With this in mind, it would be wise for priests to focus on this: putting their community at the centre of the parish, and extending their welcome to people outside it so it can grow. Churches can be rebuilt around their communities with simple things, creating a place not only to attend mass, but to socialise, to sing, to teach, to read, to discuss, and to question what they’re told by the Bible.

People need a place to ask hard questions and talk with people who understand them. What do the commandments teach us? Should I get married? Why should I pray? Why did God sacrifice his only son? What’s the point of faith, and why should I believe what I’m being told by the Bible? Nobody wants a dumbed-down, irrelevant church. They want a faith that can help them. They want genuine answers and interesting discussion on their faith.

Bishop Barron of the Archdiocese of Los Angeles, for example, has been on a mission to do exactly this through his own lectures, interviews, and podcasts. In his own words, his ministry “harnesses goodness, truth, and beauty to draw people into or back to the Catholic Faith”, and does so with great success. His videos on YouTube have been watched nearly 100,000,000 times.

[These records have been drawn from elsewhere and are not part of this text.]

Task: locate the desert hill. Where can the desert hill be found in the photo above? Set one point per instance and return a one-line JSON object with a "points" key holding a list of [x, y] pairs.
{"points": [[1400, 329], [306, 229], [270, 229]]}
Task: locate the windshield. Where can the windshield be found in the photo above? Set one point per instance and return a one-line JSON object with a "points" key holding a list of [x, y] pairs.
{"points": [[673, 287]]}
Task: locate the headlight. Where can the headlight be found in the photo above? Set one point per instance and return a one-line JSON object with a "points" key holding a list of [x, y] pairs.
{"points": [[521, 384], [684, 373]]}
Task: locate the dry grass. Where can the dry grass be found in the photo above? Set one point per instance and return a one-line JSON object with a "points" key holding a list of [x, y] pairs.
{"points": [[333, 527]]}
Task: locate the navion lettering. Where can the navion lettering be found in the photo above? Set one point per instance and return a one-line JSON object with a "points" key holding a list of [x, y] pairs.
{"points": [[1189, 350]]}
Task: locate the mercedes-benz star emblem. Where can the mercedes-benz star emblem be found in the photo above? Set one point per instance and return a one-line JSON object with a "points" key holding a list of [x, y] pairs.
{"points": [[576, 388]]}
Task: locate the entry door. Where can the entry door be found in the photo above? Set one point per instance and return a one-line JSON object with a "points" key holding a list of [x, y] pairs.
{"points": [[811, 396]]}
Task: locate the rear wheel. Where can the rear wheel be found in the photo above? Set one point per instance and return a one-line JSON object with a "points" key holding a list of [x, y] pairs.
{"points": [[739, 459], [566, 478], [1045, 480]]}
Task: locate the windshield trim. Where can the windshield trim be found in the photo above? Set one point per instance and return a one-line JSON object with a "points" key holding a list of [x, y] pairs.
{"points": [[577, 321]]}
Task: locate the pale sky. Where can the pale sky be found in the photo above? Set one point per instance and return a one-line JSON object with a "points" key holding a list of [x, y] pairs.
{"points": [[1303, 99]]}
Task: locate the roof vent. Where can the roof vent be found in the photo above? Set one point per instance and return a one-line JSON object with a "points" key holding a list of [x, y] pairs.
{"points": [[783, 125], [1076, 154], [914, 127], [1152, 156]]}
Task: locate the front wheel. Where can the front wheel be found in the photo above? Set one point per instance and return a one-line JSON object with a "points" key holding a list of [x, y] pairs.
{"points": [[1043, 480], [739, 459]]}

People want to be challenged by their faith and want to be able to grapple with it — an important part of being a practicing Catholic. This has become self evident, with another clear example being the fact that Jordan Peterson, a prolific Canadian writer and academic, can fill theatres with thousands of people to listen to a series of lectures on the book of Genesis. Just a couple of years ago, someone proposing to hire out a theatre every week for several months to talk about archaic biblical stories would be laughed out the room. And yet, thousands not only payed to attend the lectures, but listened intently for up to three hours at a time.

We live in challenging times. But understanding the important and profound wisdom that the Bible teaches can help us to navigate them.

What Does the Church Mean to Us?

In a recent interview, Randall Wallace, the writer of Braveheart, tells a story of a time when he was visiting St Petersburg while on a scout for another movie he was filming. When they finished the scout ahead of schedule, his guide, a Russian woman in her early thirties, offers to show him more of the city and asked if there was anything else he wanted to see. Wallace responded by telling her he wanted to see some of the churches there. His guide was confused by the unusual request, but offered to take him to her church. Also curious and surprised, Wallace questions why she was a Christian given that religion was banned in communist Russia. Even more surprising to Wallace was the fact that she had been a Christian for nearly her whole life even though her parents were atheist. Pressed to explain how she became a Christian in this oppressive, unlikely situation, she said that in communist Russia there was no beauty. That as a young girl walking around the city, there was nothing beautiful. Nothing, until she passed a church and saw candlelight and heard singing. She went in to see, then went again the next week, and then again the week after that. She was drawn to the faith by its beauty — by the candlelight, music, art, sculptures, and stories. She found beauty in a place where there was none.

Even though things are nowhere near as bad as they were in communist Russia, there are still so many tragic situations and dire outlooks for many people right now — gas crises, unemployment, inflation, illness, isolation, and now war, to name just a few. So that even in our developed, prosperous country it is easy to see a world without any beauty. Why not let our churches be a source of beauty and of hope?